At 5 AM, Gus yells up the stairs, “There’s a dead guy in the walk-in!” and disrupts Julia Snowden’s work-exhausted sleep. The yelling continues until she joins Gus in the restaurant, ready to disprove this absurd idea so she can go back to bed. She enters the walk-in and sees…a dead guy. Julia is now fully awake. I prefer radio alarms, but that’s just me.

 

The dead guy sat at the restaurant bar the night before, but none of the other diners seemed to notice him. So, who is he? How did he get into the walk-in? The restaurant had been closed and locked at 1 AM after cleanup. Chris (Julia’s boyfriend and partner in the restaurant) would have noticed the leftover customer, so the body dump happened after then. The man has no ID, no bullet holes, and there is no blood on the floor.
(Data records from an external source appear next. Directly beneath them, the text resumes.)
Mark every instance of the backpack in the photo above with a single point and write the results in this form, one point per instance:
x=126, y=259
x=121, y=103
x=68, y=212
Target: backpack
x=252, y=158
Aside from the why, how and where did the guy die?

 

During “Fogged Inn,” Ross presents us with a thoroughly entertaining variation on the locked room puzzle, complete with a cast of Agatha Christie type retirees who reveal their connections to each other over the course of the clever, multi-layered tale. To add to the intrigue, they had received gift certificates for the same night the dead guy appeared, but Julia has no record of who purchased the certificates. And, more baffling, none of those guests acknowledged knowing each other during the long evening.

 

As the story evolves and decades old secrets are exposed, the past overshadows the present. Dysfunctional relationships are uncovered, with unintended consequences and tragic events as the fallout. The more Julia discovers, the more items linked to the past start disappearing, and the greater the danger that surrounds her.

 

The wonderful ensemble characters return to enthrall us with changes in Gus’ life and in the naturally developing relationship between Julia and Chris. Julia’s childhood friend, the Police Officer Jamie Dawes, is involved in the investigation, Binder & Flynn return as the irritating State cops, and Chris’ talents are revealed in delicious ways. Family members drop in, lending support, and Julia’s acceptance into small-town living seems almost certain when she’s invited to join Sit’n’Knit.

 

Because the story takes place in the winter, there is no clambake in “Fogged Inn.” Happily, there is still a lot of cooking going on and wonderful recipes to be found at the end of the book. We get a look at what winter in a tourist town is like when all the tourists are gone, where the locals scramble to earn a living and gather at the local watering hole (Gus’s place) to trade stories. Julia and Chris share restaurant space with Gus, the lovable grump that owns and runs Gus’s at breakfast and lunch. Julia and Chris take over only for the dinner crowd, just for the off-season, as Gus’s Too.

 

As with the rest of the series, Ross blends hardy New England life and the mystery together beautifully, so that readers enjoy learning about coastal Maine, wonderful food, and our favorite people while the bodies pop up.

 

Congratulations to Barbara Ross for this well-deserved Agatha nomination for “Fogged Inn.” Malice Domestic attendees will vote at our convention at the end of April, 2017.